The hotel project has drawn strong support from several long-time residents.
“In general, these guys seem sensitive to what’s going to work here in Encinitas. It’s not just another hotel that’s going to be plopped down, cookie-cutter like,” said Paul Ecke III, whose family has farmed flowers in the region for generations.
“I think it’s going to have a nice feel. One of their tag lines is it’s barefoot luxury. I think that’s great,” Ecke said. “I don’t want to walk into the Four Seasons. I don’t want to be all dressed up and stuffy. It feels like these guys are trying to fit in, which is nice, because we’re going to have to live with it.”
Ecke said the hotel will be “a quantum leap up in just new, modern, stylish hotel opportunities.”
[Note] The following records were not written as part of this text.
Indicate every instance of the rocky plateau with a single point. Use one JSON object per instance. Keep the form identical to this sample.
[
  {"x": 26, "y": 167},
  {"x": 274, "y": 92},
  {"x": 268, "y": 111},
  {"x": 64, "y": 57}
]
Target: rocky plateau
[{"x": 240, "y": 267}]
“Right now, somebody comes to visit, I send them up to Carlsbad. We just don’t have the hotels that I think we really need,” Ecke said. “The other part that’s going to be nice is to have a nice, beachfront restaurant and bar. I think that’s going to be wonderful. I’ll probably wind up walking down there and having a drink and a meal on more than one occasion.”
The project also will bring much-needed tax revenue to the city.
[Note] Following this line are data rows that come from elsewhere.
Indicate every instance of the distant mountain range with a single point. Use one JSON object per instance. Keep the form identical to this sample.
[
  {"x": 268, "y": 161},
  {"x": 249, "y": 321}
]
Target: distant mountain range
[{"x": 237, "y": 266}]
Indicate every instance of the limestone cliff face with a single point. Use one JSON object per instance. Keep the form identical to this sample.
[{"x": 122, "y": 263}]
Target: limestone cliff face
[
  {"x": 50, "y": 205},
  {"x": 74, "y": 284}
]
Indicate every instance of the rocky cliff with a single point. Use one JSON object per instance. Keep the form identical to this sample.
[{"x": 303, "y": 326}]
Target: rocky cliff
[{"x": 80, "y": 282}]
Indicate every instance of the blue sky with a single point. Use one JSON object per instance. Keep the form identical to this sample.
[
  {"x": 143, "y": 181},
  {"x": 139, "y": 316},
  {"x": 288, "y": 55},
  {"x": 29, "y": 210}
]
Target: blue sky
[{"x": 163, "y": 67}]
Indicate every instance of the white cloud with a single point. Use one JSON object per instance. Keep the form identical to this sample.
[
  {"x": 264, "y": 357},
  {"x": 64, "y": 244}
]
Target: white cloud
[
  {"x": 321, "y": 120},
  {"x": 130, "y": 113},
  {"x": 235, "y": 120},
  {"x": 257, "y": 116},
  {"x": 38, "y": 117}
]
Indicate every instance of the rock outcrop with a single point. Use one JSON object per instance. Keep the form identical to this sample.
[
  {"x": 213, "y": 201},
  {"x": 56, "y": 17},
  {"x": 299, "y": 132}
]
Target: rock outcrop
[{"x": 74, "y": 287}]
“We don’t have the car dealerships, we don’t have the malls that Carlsbad has,” Ecke said. “We need tax revenue in general.”
Jackel estimated the hotel would annually generate $1.5 million to $2 million in tourist occupancy taxes.
Charlie Marvin, a founder of the Leucadia 101 Main Street Association and owner of the Leucadia Beach Inn, said the new hotel will provide a long-awaited anchor to the north end of Encinitas and a place for local business gatherings.
“We will have convention capabilities that we don’t have now,” Marvin said. “When we have business groups try to get together, often they have to go out of town.”
Marvin also likes the design of the hotel.
“It fits in very well with the hill up there. You don’t have some 45-story building,” Marvin said. “It follows the contours of the hill up there.”